The addition of an 11th grade with roughly 60 students will be the major part a budget increase of $424,179 for fiscal 2004 for Kingman Academy of Learning.
The budget for fiscal 2004, adopted by the district governing board Monday, is for $6,016,912.
The fiscal 2003 budget was $5,592,733.
The new fiscal year began Tuesday.
Brownie Hamlyn, business manager for KAL, said $347,000 of the increase can be attributed to adding the 11th grade as the charter school district tries to begin a full-fledged high school by the 2004-2005 school year.
Additional special education pupils and related services account for the rest of the increase.
In looking at individual components of the budget, Hamlyn estimated a 39 percent jump in the cost for support services, which includes instructional and administrative staff.
"We're anticipating added expenses there," she said.
"That may not be true, but we're pledging extra money now."
Hamlyn said she used her "best guess" in estimating spending for areas such as operation of nonstructural services, and facilities acquisition and construction services.
Those two categories will drop to zero this year after being a combined $43,000 last year.
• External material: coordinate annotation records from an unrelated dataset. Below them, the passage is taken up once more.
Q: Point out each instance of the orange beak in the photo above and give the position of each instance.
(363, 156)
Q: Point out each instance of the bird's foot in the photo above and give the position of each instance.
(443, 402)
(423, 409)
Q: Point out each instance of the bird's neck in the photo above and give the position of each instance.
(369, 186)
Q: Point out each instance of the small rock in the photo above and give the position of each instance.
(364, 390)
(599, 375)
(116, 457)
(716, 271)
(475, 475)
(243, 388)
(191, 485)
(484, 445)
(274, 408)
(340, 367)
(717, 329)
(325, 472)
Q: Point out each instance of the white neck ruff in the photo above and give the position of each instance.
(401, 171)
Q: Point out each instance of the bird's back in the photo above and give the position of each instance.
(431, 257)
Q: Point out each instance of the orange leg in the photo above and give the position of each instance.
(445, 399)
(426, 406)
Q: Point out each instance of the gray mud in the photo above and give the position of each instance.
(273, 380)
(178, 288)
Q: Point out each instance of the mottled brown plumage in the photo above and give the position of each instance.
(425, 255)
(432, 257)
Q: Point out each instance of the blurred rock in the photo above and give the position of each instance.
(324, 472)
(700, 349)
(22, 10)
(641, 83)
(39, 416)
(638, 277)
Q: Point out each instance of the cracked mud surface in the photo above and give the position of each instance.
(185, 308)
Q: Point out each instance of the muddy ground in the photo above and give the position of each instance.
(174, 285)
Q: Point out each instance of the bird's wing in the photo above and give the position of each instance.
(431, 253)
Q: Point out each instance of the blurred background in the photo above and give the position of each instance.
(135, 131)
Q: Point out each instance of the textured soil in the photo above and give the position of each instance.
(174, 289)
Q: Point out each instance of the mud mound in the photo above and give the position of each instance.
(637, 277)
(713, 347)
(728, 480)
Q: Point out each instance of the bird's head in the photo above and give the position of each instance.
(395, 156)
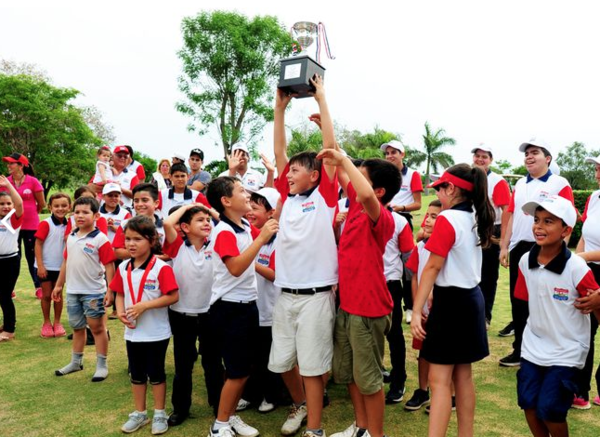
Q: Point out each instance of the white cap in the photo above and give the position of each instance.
(111, 187)
(394, 144)
(271, 194)
(484, 148)
(537, 142)
(555, 205)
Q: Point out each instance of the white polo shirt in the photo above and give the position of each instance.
(591, 228)
(305, 248)
(153, 324)
(194, 274)
(529, 189)
(401, 242)
(557, 333)
(455, 238)
(52, 233)
(229, 239)
(86, 257)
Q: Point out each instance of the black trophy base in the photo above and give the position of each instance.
(295, 75)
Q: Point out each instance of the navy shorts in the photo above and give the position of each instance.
(547, 390)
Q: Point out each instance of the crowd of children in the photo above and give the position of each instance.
(282, 281)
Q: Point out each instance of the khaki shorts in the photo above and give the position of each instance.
(358, 350)
(303, 333)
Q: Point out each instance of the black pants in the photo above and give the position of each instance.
(187, 330)
(395, 339)
(9, 272)
(520, 308)
(27, 236)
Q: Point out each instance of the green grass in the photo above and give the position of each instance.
(34, 402)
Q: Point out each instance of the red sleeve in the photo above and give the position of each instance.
(116, 284)
(405, 240)
(43, 230)
(501, 194)
(226, 245)
(413, 262)
(442, 238)
(106, 252)
(416, 184)
(119, 240)
(521, 291)
(588, 282)
(166, 280)
(172, 249)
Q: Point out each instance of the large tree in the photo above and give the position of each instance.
(230, 65)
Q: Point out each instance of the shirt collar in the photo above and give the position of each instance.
(558, 263)
(543, 178)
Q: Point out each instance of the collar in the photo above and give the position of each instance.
(558, 263)
(543, 178)
(235, 226)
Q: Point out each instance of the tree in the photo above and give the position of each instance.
(433, 142)
(230, 64)
(38, 120)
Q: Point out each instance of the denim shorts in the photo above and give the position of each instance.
(82, 306)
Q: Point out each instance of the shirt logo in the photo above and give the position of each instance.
(561, 294)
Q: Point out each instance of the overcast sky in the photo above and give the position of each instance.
(492, 72)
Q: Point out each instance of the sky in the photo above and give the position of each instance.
(497, 73)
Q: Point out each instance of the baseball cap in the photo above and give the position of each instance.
(271, 194)
(555, 205)
(537, 142)
(394, 143)
(111, 188)
(16, 157)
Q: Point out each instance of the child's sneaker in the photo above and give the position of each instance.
(47, 331)
(135, 422)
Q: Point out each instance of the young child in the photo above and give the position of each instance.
(233, 310)
(145, 287)
(88, 257)
(556, 338)
(9, 254)
(179, 193)
(416, 263)
(453, 270)
(189, 318)
(307, 265)
(49, 248)
(103, 171)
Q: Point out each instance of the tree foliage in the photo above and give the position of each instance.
(230, 64)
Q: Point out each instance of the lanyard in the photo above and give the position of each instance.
(142, 282)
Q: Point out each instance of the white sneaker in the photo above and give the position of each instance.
(295, 419)
(266, 407)
(241, 428)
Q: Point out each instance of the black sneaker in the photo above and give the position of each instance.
(395, 396)
(511, 360)
(507, 331)
(419, 399)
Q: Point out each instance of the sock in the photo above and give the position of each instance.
(75, 365)
(101, 369)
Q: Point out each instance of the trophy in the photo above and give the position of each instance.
(296, 71)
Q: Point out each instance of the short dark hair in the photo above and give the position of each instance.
(383, 174)
(92, 202)
(220, 187)
(147, 187)
(178, 167)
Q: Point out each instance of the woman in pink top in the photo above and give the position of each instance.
(32, 193)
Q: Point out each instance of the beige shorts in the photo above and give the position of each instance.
(303, 333)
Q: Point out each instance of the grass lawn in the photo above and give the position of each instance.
(34, 402)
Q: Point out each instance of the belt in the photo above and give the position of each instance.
(313, 290)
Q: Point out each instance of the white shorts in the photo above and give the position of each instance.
(303, 333)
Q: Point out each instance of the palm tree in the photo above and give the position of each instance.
(435, 158)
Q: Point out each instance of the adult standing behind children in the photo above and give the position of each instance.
(31, 192)
(517, 236)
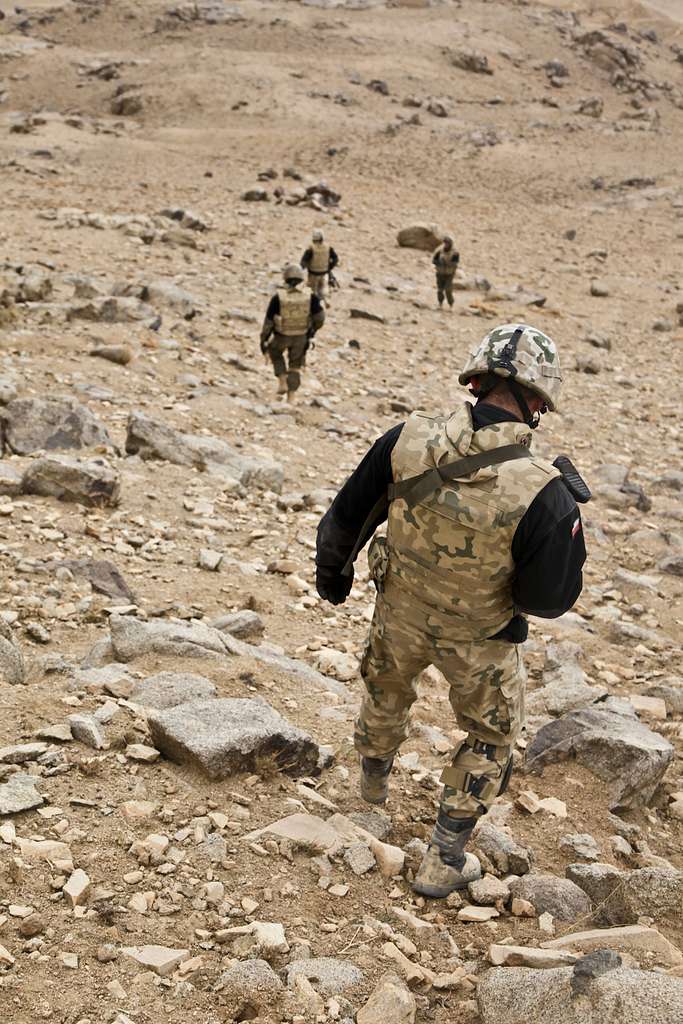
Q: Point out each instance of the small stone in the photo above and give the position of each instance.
(161, 960)
(390, 1003)
(477, 914)
(140, 752)
(359, 858)
(78, 888)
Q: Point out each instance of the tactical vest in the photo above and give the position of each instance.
(451, 554)
(445, 262)
(319, 260)
(294, 317)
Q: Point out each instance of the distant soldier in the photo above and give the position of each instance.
(445, 261)
(319, 260)
(292, 320)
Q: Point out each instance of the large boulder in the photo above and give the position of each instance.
(548, 894)
(12, 669)
(152, 439)
(231, 735)
(624, 897)
(582, 994)
(93, 481)
(619, 749)
(133, 638)
(168, 689)
(49, 424)
(423, 237)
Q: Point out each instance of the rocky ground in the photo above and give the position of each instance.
(180, 829)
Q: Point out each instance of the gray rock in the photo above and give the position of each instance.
(168, 689)
(231, 735)
(523, 995)
(12, 669)
(240, 624)
(504, 853)
(20, 753)
(133, 638)
(87, 730)
(671, 691)
(597, 881)
(113, 309)
(103, 577)
(548, 894)
(376, 823)
(10, 481)
(328, 976)
(580, 845)
(46, 424)
(248, 987)
(19, 794)
(621, 751)
(92, 482)
(152, 439)
(423, 237)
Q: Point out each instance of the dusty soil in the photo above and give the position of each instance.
(539, 197)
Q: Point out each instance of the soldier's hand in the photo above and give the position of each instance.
(333, 587)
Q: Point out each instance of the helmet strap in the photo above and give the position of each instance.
(530, 419)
The state Department of Education allows budgets to be revised during the year, which is when those two areas would reflect expenses, she said.
Special education program funding will go from $473,275 last year to $529,300 this year.
"We're adding a special education teacher at our high school, additional hours for special education assistants and the necessary equipment to provide services for those children," Hamlyn said.
An area with a notable drop in funding is capital acquisitions, which goes from $212,000 last year to $20,000 this year.
"Over the past two years we've added new campuses, and this year we're not, so the only possible additions under capital acquisitions would be for some new equipment," she said.
The budget reflects enrollment of 855 for kindergarten through eighth grade and 200 for grades high school.
The state only pays for kindergarten children for a half-day.
That makes the actual kindergarten through eighth-grade enrollment closer to 900, Hamlyn said.